220 Kuş Türü Risk Altında

Türkiye’nin ’kuş cenneti’ olarak bilinen Akkaya Barajı, kirlilikten ve yağış eksiğinden kurumaya başladı. Barajdaki 220 kuş türü risk altında.

220 Kuş Türü Risk Altında
Her yıl yüzlerce kuş türünün göç ettiği Akkaya barajındaki suların çekilmesinin, göçmen kuşlar için tehlike oluşturacağını söyleyen Ömer Halisdemir Üniversitesi Biyoloji Bölümü Öğretim Üyesi Prof. Dr. Ahmet Karataş, ‘Daha 15 gün önce gördüğümüz dağ bülbülü ile barajda bugüne kadar gözlemlenen kuş türü sayısı 220 oldu. Türkiye’yi bir yıl gezen bir kuş gözlemcisinin yaklaşık 400 kuş görebildiğini göz önünde bulundurduğumuzda, bu çok ciddi bir rakam. Türkiye listemiz şu anda 483 kuş türü içeriyor ama unların 80 kadarı 1800’lü yıllardan sonra görülmemiş. Yani soyları tükenmiş" dedi.

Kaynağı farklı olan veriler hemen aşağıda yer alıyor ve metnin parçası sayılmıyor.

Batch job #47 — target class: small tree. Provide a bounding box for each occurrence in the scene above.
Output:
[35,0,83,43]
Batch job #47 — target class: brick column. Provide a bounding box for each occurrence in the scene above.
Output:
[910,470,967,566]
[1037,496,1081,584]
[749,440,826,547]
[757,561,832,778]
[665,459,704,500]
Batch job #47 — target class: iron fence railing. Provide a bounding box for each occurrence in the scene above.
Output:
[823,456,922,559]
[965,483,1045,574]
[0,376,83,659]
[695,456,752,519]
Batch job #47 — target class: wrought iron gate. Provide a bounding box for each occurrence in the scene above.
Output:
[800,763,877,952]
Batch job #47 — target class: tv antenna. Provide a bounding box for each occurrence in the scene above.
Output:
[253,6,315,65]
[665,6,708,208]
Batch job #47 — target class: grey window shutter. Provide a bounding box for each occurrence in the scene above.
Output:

"BARAJ KURURSA GÖÇMEN KUŞLAR GELMEYECEK"

Konuyla ilgili önlem alınması gerektiğini vurgulayan Prof Dr. Karataş, ‘‘Türkiye’nin en önemli sulak alanlarından biri olan Ereğli sazlıkları Bor’a çok yakın bir kısımlara kadar geliyormuş. Bunu literatürden çok net olarak görebiliyoruz. Şuanda Ereğli sazlıkları ancak Karaman yolu üzerinde mevsimlik geçici göller halinde karşımıza çıkıyor. Yada Karapınar’da Hotamış sazlıkları karşımıza çıkıyor. Bazı türler, mesela ak kuyruklu kız kuşu gibi Türkiye’de çok nadir üreme alanlarından birisiydi Hotamış sazlıları. Şu anda Hotamış sazlıklarında kuşu bırakın hiçbir canlı türü kalmadı. Büyük bir kısmı sağa sola gitti veya Akkaya barajı gibi çok kirli olmasına rağmen su bulunan yerlere gittiler. Akkaya barajı da kuruduğu taktirde aynı şeyler olacaktır. Niğde’den en azından Akkaya barajında bu 220 kuş türünün büyük bir çoğunluğunu göremeyeceğimiz anlamına geliyor." diye konuştu.



PINARLAR VE YERALTI SULARI AKKAYA BARAJINI BESLEMEYE DEVAM EDİYOR

Prof. Dr. Karataş, ‘‘Toprakta çıkan pınar suları ve kampüs tarafından gelen yer altı suları aynı şekilde bu barajı beslemeyi sürdürüyor. Ama yağışlar dışında barajı besleyen ne yazık ki besleyen kaynaklar kalmadı. Akkaya çok eski zamanlardan beri bilinen derelerin beslediği bir alan. Evliya Çelebinin 1600’lü yıllarda yazdığı meşhur Seyahatnamesi’nde tabakhane deresinden, buradaki balıklardan bahsediliyor. Yine Türkiye’nin yetiştirdiği ünlü Zoolog Fethi Akşaray’ın buradan 1950’li yıllarda bulduğu bilim dünyasında hiç bilinmeyen balık türlerine rastlıyoruz. Yani en azından 1600’lü yıllarda ve 1950’li yıllarda dahi burada sağlıklı akan dereler olduğunu görüyoruz. Şahsen yaptığım incelemelerde endemik balıklar, dünyada hiçbir yerde bulunmayan bazı nadir balıklarında bulunduğu bir dere vardı daha sonra kanalizasyon sistemi düzenlenirken o dere büyük ölçüde kurutuldu" ifadelerini kullandı.